Far from a documentary or even a biopic, I, Tonya tells a story of figure skater Tonya Harding's life leading up to her run for the Olympics and the events surrounding the events of fellow American figure skater Nancy Kerrigan, whose kneecap was bashed in by an assailant after a practice. Did she do it? Was she involved? Did she maybe even do it herself, as so many of us seem to recall? These are the questions that are asked repeatedly of her after the event and for years after.
But those that beg that question now are missing the point, not just of the film but of the whole ordeal. Somehow Margot Robbie, the actress who also produced this film, is able to bring a complex sympathy for Harding as she portrays a girl who grew up in an abusive home before moving onto an abusive marriage. She was a girl who didn't fit the mold of what society or the figure skating world deemed proper. The media pitted her against Kerrigan, the "princess" of skating, who shot wholesome commercials for Campbell's soup and wore skating costumes designed by Vera Wang. What the film doesn't do, thankfully, is reduce Harding to a schlocky media-friendly amenable caricature. Harding is fueled by rage and hurt, and her disavowals of blame often contradict themselves.

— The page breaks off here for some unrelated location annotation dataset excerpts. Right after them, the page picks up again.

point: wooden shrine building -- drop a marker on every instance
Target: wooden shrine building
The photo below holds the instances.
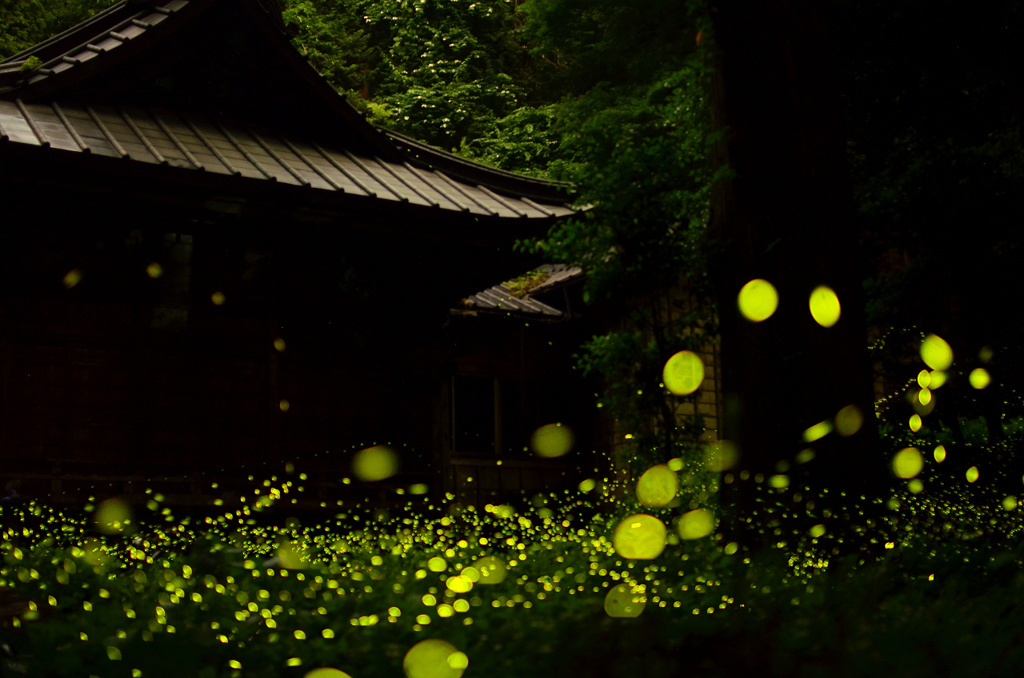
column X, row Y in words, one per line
column 211, row 261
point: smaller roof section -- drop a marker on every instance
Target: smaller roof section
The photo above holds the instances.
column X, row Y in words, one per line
column 521, row 296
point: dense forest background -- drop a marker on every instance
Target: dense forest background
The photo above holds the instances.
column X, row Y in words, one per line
column 629, row 103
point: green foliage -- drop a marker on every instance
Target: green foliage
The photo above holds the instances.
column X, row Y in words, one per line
column 641, row 159
column 330, row 35
column 443, row 70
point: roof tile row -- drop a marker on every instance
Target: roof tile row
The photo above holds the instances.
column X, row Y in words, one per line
column 189, row 142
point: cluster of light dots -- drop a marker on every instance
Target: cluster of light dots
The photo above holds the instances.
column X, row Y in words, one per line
column 425, row 576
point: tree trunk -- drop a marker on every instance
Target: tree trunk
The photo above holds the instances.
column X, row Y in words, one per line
column 785, row 216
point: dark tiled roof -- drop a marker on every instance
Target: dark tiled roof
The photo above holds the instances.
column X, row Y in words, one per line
column 103, row 33
column 502, row 299
column 199, row 144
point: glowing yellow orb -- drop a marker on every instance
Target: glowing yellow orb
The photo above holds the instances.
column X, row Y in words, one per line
column 290, row 556
column 936, row 352
column 375, row 463
column 327, row 673
column 696, row 523
column 492, row 569
column 459, row 584
column 849, row 420
column 818, row 431
column 907, row 463
column 552, row 440
column 657, row 485
column 824, row 306
column 758, row 300
column 639, row 537
column 72, row 278
column 434, row 659
column 979, row 378
column 683, row 373
column 622, row 602
column 113, row 516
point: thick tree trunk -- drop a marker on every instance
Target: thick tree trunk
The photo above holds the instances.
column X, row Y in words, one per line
column 785, row 216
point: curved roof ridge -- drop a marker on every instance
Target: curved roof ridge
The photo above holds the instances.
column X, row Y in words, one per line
column 87, row 26
column 467, row 170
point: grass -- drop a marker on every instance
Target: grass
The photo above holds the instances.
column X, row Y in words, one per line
column 117, row 591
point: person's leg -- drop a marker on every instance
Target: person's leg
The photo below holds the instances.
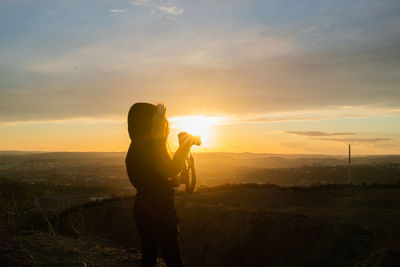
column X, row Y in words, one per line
column 169, row 246
column 149, row 253
column 146, row 229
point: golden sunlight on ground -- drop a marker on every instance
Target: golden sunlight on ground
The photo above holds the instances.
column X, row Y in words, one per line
column 196, row 125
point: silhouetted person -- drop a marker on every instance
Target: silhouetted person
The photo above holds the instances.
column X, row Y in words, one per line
column 152, row 171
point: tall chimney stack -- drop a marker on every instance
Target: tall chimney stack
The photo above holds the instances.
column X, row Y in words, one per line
column 349, row 174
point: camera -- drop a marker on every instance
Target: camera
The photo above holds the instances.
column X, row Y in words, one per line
column 196, row 140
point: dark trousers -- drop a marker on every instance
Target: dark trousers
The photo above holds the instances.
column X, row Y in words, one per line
column 157, row 232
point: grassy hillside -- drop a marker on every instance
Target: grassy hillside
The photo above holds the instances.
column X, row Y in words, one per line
column 252, row 225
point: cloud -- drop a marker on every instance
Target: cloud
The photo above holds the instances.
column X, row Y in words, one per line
column 117, row 10
column 159, row 9
column 171, row 10
column 357, row 139
column 316, row 133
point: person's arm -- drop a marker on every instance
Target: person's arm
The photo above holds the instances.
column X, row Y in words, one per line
column 181, row 154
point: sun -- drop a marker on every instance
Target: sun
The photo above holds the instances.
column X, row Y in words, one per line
column 199, row 125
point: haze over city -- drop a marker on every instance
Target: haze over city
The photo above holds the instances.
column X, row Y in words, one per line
column 257, row 76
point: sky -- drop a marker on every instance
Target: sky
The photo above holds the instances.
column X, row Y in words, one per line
column 275, row 76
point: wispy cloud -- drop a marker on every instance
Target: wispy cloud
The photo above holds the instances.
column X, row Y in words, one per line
column 159, row 8
column 316, row 133
column 117, row 10
column 358, row 139
column 171, row 10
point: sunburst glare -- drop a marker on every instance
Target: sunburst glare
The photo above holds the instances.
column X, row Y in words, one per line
column 199, row 125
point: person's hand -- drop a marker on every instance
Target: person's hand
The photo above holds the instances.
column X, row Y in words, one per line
column 185, row 140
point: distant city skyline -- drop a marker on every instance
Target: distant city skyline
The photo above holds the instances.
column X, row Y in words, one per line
column 270, row 76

It's these contradictions that make the most impact. As Harding and her ex-husband (played by Sebastian Stan) give on-screen differing reports of what happen, we often get the feeling that sometimes they don't even know how it all went down. When Harding gets her face smashed through a mirror, her detached breaking of the fourth wall as she talks to us directly after is even more impactful, emphasizing how routine this is for her. It's a stark (perhaps calculated) difference from when Kerrigan takes the hit to the knee and wails with more emotion than Harding conveys from a knife in the arm.
And it's the acting performances here which buoy the movie just as much as the writing. Robbie is a dynamo and a smashing revelation. She runs the gamut, able to show Harding's unbridled glee at victory (which is as much a personal triumph as an "F you" to everyone around her), her spitting hurt caustic verbal lashings, and the very real vulnerability as she corners a judge in the parking lot and asks him why she isn't getting the scores she deserves. Allison Janney crackles as her mother, unapologetic in her abuse. Her delivery of one-line screen-stealers merits her nomination of a Golden Globe, but it's her long, inscrutable examination of Harding's multiple skating performances that merit Janney's win.
I, Tonya isn't a movie that you'd think edifying or even entertaining, but the Harding's rise and fall puts a mirror onto ourselves even as it painfully exposes the movie's characters. No one asks the culpability of Henry Hill in Goodfellas or those peopling American Hustle, and I, Tonya doesn't force us to decide on an answer. Instead, it somehow uses the lens of fourth wall-breaking, black comedy, to offer Tonya Harding what she didn't have before: a fair chance.